Google DeepMind, Google’s AI research lab, has released fresh research on training AI models that claims to significantly improve both training speed and energy efficiency by orders of magnitude, delivering 13 times faster performance and 10 times higher energy efficiency than other methods. The fresh training method IS timely, as conversations about the environmental impact of AI data centers heat up.
DeepMind’s method, called JEST, or collaborative example selection, breaks away from customary AI model training techniques in a straightforward way. Typical training methods focus on individual data points for training and learning, while JEST trains on entire batches. The JEST method first creates a smaller AI model that will assess the quality of data from extremely high-quality sources, ranking batches by quality. It then compares that assessment to a larger set of lower quality data. The tiny JEST model determines the batches most suitable for training, and then the immense model is trained based on the findings of the smaller model.
Just paper, available hereprovides a more detailed explanation of the processes used in the study and future research.
The DeepMind researchers make clear in their paper that this “ability to drive the data curation process toward a distribution of smaller, well-curated datasets” is vital to the success of the JEST method. Success is the right word for this research; DeepMind claims that “our approach outperforms state-of-the-art models by up to 13× fewer iterations and 10× fewer computations.”

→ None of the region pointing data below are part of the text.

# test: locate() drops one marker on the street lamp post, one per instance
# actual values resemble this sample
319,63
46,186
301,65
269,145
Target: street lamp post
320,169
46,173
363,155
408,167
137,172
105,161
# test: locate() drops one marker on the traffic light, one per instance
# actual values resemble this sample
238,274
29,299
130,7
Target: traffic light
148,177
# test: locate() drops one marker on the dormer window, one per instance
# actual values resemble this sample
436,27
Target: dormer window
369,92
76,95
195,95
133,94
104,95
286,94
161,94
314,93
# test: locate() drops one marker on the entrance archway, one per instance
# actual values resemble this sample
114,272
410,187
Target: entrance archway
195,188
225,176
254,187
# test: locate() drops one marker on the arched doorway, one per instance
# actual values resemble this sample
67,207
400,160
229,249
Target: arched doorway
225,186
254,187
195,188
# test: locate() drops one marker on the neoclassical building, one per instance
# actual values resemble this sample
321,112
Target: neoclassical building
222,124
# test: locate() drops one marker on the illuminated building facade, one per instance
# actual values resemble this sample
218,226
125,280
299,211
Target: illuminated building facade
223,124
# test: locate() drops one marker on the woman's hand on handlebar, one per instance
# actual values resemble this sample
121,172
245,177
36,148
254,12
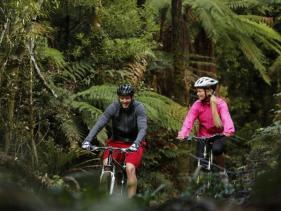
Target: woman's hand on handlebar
180,137
228,134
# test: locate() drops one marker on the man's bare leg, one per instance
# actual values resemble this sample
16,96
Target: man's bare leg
131,179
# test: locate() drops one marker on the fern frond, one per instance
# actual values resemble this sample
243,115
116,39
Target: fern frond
276,66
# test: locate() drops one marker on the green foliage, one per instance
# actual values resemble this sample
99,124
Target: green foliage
118,25
54,159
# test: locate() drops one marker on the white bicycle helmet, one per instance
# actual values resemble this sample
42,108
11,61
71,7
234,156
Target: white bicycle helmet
205,82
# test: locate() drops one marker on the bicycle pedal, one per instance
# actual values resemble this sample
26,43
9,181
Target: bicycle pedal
107,168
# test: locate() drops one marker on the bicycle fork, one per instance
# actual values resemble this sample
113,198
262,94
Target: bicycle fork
112,177
210,160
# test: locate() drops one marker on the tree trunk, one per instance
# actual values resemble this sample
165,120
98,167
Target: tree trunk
12,86
204,47
180,51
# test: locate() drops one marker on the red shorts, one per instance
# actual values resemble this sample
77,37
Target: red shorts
131,157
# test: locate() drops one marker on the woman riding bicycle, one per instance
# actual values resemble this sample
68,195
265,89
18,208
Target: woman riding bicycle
129,124
213,116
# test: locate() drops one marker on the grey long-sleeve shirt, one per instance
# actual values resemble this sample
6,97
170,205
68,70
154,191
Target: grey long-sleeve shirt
128,125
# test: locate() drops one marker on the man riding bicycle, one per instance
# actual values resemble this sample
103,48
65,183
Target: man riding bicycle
129,125
214,118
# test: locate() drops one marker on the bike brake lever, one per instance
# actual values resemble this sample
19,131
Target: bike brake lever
94,148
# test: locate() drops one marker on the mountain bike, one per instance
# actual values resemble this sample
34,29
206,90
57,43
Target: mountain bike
113,175
207,174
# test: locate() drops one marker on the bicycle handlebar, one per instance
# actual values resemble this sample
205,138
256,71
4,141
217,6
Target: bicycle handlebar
189,138
95,148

Of course, this system relies entirely on the quality of the training data, as the bootstrapping technique falls apart without a human-curated set of the highest quality data. Nowhere is the mantra of “garbage in, garbage out” more true than in this method, which attempts to “jump ahead” in the training process. This makes the JEST method much more challenging to adapt for hobbyists or amateur AI programmers than most, as expert-level research skills are likely required to develop the highest quality initial training data.

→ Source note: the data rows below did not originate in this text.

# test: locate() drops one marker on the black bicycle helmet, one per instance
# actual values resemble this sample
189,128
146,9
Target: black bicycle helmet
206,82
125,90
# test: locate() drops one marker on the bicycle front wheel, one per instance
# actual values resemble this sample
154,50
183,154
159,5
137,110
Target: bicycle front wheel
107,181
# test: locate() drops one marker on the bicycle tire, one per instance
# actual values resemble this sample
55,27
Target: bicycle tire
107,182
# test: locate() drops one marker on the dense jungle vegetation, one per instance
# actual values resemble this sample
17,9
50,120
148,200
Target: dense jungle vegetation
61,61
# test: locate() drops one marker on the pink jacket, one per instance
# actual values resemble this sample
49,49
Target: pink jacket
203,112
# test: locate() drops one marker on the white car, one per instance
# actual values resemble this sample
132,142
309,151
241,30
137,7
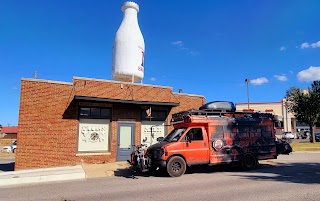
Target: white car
287,135
11,148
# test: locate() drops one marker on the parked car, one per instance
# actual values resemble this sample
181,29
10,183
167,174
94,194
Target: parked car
317,136
11,148
287,135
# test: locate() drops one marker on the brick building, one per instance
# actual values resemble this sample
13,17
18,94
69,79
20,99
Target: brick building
90,120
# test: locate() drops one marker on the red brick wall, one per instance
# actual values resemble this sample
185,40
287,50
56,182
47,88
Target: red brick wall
48,118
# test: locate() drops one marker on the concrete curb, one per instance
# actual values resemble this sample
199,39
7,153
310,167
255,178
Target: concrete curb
41,175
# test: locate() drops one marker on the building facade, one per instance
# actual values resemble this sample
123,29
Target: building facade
91,120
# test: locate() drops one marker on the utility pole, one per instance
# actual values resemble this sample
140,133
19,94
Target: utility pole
247,81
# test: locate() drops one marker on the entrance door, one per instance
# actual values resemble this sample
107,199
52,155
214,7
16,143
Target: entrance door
125,141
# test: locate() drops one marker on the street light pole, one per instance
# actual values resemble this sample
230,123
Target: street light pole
247,81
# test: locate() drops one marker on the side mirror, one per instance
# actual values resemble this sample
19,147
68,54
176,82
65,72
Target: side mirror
188,138
159,139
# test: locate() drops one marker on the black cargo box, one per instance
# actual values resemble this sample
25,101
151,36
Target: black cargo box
222,106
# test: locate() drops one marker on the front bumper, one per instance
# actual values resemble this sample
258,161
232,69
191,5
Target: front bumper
158,164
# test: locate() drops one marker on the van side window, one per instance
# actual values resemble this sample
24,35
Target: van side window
195,134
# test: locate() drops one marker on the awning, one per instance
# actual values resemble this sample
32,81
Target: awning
86,98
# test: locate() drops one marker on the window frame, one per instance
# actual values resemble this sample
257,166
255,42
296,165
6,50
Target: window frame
94,116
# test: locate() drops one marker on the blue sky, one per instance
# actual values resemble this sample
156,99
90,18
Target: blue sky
204,47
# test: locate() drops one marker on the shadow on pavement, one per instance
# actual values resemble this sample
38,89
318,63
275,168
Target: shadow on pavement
6,167
302,173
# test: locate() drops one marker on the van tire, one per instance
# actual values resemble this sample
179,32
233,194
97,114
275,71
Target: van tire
176,166
249,162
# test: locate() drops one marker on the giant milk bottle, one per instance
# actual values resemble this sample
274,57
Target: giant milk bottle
128,47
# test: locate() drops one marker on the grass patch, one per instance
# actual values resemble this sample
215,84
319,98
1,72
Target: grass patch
306,146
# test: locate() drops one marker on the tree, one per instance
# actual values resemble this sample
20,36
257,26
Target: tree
305,105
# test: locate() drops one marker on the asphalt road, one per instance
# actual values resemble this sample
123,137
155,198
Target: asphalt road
293,177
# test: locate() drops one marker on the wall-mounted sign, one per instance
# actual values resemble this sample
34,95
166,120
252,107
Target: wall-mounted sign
93,135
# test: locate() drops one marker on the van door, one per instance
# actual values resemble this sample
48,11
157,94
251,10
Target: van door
196,147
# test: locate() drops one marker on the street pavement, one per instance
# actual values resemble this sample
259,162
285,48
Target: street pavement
290,177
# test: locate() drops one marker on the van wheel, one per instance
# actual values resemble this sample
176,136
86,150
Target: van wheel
176,166
249,162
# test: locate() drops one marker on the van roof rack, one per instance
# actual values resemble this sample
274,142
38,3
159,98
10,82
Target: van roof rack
180,116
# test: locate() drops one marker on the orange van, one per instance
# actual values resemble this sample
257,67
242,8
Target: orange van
213,136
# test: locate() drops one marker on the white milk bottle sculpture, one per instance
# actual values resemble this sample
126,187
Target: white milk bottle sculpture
128,47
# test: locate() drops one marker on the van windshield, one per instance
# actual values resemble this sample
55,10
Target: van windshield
174,135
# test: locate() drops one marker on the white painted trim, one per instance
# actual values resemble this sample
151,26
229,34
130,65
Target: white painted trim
93,154
113,81
183,94
47,81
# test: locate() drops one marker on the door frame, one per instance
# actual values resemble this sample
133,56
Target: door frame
133,125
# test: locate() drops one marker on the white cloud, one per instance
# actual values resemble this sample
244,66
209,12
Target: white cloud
283,48
180,45
259,81
282,77
312,45
310,74
177,43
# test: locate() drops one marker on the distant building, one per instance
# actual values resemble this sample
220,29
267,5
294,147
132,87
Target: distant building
287,120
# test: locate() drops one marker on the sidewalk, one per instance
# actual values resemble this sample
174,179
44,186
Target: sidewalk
67,173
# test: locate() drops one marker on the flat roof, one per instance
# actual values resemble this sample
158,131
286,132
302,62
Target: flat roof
110,100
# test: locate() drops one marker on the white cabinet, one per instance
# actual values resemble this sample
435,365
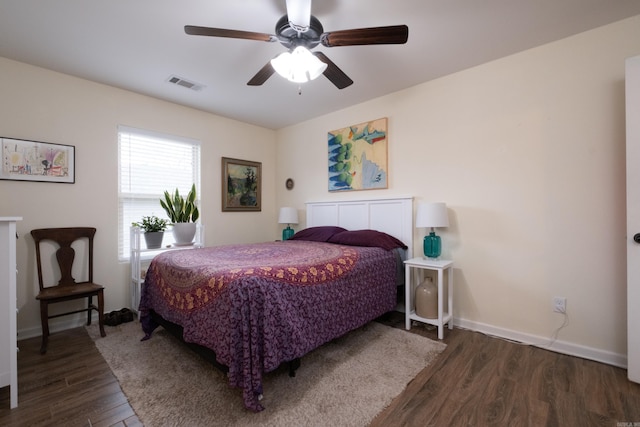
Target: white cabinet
8,327
141,256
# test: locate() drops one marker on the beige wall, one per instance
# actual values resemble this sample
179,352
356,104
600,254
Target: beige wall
46,106
528,153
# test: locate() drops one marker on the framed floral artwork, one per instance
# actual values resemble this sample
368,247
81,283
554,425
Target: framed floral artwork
24,160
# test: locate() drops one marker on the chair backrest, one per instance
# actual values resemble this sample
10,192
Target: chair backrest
65,254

The study comes not a moment too soon as the tech industry and global governments begin to discuss AI’s extreme energy demands. AI workloads will consume an estimated 4.3 GW in 2023, nearly equaling Cyprus’ annual energy consumption. And they’re not slowing down: A single ChatGPT request costs 10 times more than a Google search, and Arm’s CEO estimates AI will take up a quarter of the US power grid by 2030.
Whether and how the Jest methods will be adopted by major players in the AI space remains to be seen. The GPT-4o reportedly cost $100 million to train, and future larger models could soon reach $1 billion, so companies are likely looking for ways to save their wallets in this department. Hopefuls believe the Jest methods will be used to maintain current training productivity rates at significantly lower power draw, which will reduce the cost of AI and support the planet. However, it is much more likely that the capital machine will keep the pedal to the metal, using the Jest methods to maintain maximum power draw in order to achieve hyper-fast training results. Cost savings versus scale of results, who will win?